Critical Flaw in Pac-Resolver NPM Package Affects 290,000 Repositories
A high severity vulnerability recently addressed in popular NPC package Pac-Resolver could be exploited to execute arbitrary code remotely.
The vulnerability (CVE-2021-23406, CVSS score of 8.1) was discovered and reported by Tim Perry on May 30. The issue was addressed with the release of Pac-Resolver 5.0.0 in late July, but information on it wasn’t made public until last week.
In a blog post, Perry explains that the security hole can be exploited by an attacker on the local network to execute arbitrary code remotely inside the Node.js process when the user attempts to send an HTTP request.
Perry discovered the issue in Pac-Proxy-Agent, which relies on two packages – Pac-Resolver and Degenerator – to build the PAC function, without offering a security mechanism for the execution of supplied code.
Pac-Resolver was designed to generate an asynchronous resolver function from a PAC (Proxy Auto-Config) file. The package has roughly 3 million weekly downloads, with nearly 290,000 GitHub repositories depending on it.
“If you accept and use an untrusted PAC file, this is very bad. Every time you make a request using the PAC file, it can run arbitrary code and do anything on your system,” the researcher says.
For successful exploitation, however, an attacker needs to be on the local network and also needs a second flaw, such as a vulnerable configuration, to set configuration values.
“Anybody using a Node.js CLI tool designed to support enterprise proxies in a coffee shop, hotel or airport is potentially vulnerable, for example,” the researcher explains.

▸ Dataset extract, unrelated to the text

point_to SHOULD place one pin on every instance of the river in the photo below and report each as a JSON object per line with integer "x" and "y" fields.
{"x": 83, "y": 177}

The attacker would need to provide a malicious PAC file that could break out of the VM module sandbox and then convince the potential victim to use the PAC file as their proxy configuration, which would allow the attacker to run arbitrary code on their machine.
To patch the issue, the VM2 npm module was implemented. Not only was it designed to run untrusted code, but is also hardened to block sandbox escapes.
“If you depend on Pac-Resolver, and there’s any way you might be using PAC files in your proxy configuration: update to Pac-Resolver v5+ now,” the researcher recommends.